In early 1815, as a member of the Waterloo Association, I received news that although the skeleton had no identifiable remnants of uniform beyond a few red strands, it was clearly therefore a British or Hanoverian soldier. The body had French and German coins in its pocket and a metal spoon and small wooden box lying nearby with the initials ‘C B’. Such initials left too many possibilities for identification.
But then news arrived that there were actually three letters on the box ‘F C B’. Armed with this information and the belief that the body had almost certainly been buried where he fell on the battlefield, probably by his comrades, this led me to believe that it was most likely to be a member of General Henry Clinton’s Division which stood in this area in reserve for a considerable part of the battle and the German coins led me towards his King’s German Legion troops.

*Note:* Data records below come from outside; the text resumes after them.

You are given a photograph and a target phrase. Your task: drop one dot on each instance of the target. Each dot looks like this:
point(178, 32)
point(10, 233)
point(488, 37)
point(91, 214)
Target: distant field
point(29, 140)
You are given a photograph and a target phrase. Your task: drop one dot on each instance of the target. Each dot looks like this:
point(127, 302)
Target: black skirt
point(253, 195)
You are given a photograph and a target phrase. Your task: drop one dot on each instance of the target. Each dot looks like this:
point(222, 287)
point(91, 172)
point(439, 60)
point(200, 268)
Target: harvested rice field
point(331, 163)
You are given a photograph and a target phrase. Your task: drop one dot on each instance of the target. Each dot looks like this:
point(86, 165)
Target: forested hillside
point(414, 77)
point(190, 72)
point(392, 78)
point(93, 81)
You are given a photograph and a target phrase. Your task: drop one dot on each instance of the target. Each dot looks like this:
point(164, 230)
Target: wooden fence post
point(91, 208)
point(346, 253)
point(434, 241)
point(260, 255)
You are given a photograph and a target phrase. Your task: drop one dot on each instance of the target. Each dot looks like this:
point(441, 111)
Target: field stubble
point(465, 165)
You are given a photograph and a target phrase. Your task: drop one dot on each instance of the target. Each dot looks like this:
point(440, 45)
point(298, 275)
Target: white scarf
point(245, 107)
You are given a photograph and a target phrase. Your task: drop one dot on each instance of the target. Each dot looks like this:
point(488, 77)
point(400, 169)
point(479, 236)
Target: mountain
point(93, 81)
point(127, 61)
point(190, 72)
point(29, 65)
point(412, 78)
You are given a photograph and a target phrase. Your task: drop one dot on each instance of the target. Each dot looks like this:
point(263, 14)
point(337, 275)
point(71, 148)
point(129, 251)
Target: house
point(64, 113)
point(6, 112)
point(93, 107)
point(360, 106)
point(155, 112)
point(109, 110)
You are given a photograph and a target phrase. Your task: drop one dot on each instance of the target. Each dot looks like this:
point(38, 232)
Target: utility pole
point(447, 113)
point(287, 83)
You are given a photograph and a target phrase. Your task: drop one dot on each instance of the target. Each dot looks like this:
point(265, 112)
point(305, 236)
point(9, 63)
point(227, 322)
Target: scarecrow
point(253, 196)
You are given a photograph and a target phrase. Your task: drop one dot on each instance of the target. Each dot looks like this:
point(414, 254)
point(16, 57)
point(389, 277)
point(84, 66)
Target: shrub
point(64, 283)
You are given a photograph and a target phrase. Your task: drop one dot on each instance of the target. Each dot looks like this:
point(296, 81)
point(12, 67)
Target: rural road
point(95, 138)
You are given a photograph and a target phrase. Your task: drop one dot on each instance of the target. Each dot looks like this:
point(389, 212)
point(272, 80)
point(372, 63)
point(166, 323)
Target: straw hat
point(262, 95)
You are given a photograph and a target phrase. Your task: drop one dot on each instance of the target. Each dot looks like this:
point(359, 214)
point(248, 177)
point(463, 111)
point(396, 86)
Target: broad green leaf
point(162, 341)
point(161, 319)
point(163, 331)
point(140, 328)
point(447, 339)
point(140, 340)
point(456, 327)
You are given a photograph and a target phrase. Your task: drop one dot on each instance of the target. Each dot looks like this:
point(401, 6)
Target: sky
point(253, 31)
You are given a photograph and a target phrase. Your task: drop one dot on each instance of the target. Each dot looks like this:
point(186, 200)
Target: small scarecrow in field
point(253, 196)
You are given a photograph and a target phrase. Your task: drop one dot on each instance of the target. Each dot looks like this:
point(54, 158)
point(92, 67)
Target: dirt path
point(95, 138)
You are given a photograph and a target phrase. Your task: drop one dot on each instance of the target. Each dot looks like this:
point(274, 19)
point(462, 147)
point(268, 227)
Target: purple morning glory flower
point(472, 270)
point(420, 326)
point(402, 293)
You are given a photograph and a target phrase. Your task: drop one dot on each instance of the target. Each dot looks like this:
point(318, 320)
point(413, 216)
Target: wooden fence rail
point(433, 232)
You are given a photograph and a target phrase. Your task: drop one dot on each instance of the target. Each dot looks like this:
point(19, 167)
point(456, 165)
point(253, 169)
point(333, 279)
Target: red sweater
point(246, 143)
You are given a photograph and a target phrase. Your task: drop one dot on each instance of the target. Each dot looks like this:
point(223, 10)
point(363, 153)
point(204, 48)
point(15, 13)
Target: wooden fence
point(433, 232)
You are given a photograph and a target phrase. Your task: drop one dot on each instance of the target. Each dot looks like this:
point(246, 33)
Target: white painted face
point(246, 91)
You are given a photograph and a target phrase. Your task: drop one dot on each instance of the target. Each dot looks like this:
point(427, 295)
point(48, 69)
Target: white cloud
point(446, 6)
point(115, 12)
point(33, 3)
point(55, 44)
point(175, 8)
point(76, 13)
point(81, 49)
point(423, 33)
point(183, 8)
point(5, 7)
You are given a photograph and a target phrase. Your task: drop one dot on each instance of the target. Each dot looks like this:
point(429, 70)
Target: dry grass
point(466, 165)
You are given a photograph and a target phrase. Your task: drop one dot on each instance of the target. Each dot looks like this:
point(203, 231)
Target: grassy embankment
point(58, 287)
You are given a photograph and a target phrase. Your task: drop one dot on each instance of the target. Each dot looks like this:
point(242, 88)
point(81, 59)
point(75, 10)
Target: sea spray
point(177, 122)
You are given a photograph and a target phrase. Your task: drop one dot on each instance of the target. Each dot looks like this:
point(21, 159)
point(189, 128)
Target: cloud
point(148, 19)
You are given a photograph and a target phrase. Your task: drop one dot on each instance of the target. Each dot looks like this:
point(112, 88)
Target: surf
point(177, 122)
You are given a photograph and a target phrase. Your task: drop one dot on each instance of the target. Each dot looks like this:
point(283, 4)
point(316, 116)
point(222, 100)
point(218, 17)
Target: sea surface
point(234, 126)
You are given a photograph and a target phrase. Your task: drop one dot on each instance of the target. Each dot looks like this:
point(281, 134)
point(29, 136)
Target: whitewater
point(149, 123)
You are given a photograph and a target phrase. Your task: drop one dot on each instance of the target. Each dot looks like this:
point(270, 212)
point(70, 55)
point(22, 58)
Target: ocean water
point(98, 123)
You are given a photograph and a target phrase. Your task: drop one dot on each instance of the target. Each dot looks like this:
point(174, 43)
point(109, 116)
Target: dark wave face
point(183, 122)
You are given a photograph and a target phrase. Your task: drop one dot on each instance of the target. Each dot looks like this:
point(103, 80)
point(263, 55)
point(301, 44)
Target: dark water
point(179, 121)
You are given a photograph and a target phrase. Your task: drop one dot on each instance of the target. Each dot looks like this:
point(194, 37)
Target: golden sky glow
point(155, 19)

Checking the records of the four battalions of KGL troops under his command, I was able to find only two soldiers who died at Waterloo with the initials ‘F B’ – no middle initials being recorded in the records. At this point I assumed that I would not be able to go beyond this point; until I discovered that one of them had been wounded and had died at Brussels in August 1815. This clearly could not be our man.
Therefore I suggested that in all probability (although we will never be 100% certain), that the skeleton was that of Private Friedrich Brandt, 2nd Line Battalion King’s German Legion, whose records show was 23 years old when he died at Waterloo. His cause of death is obvious, from the lead musket ball still lying in his ribs on his right side, this would have punctured his lung at the least. Medical examination revealed that the skeleton had a curvature of the spine from Spina Bifida.
Friedrich’s skeleton is now on display in the new Visitor Centre at the battle, which I do have mixed doubts about. However, he remains unnamed as the Belgian archaeologists will not agree that the box was ‘definitely’ belonging to the skeleton; although they offer no explanation why it was placed in the ground with the individual burial if it wasn’t his property.
We will never be 100% certain, but when I ever visit the exhibition I always doff my cap to poor Friedrich.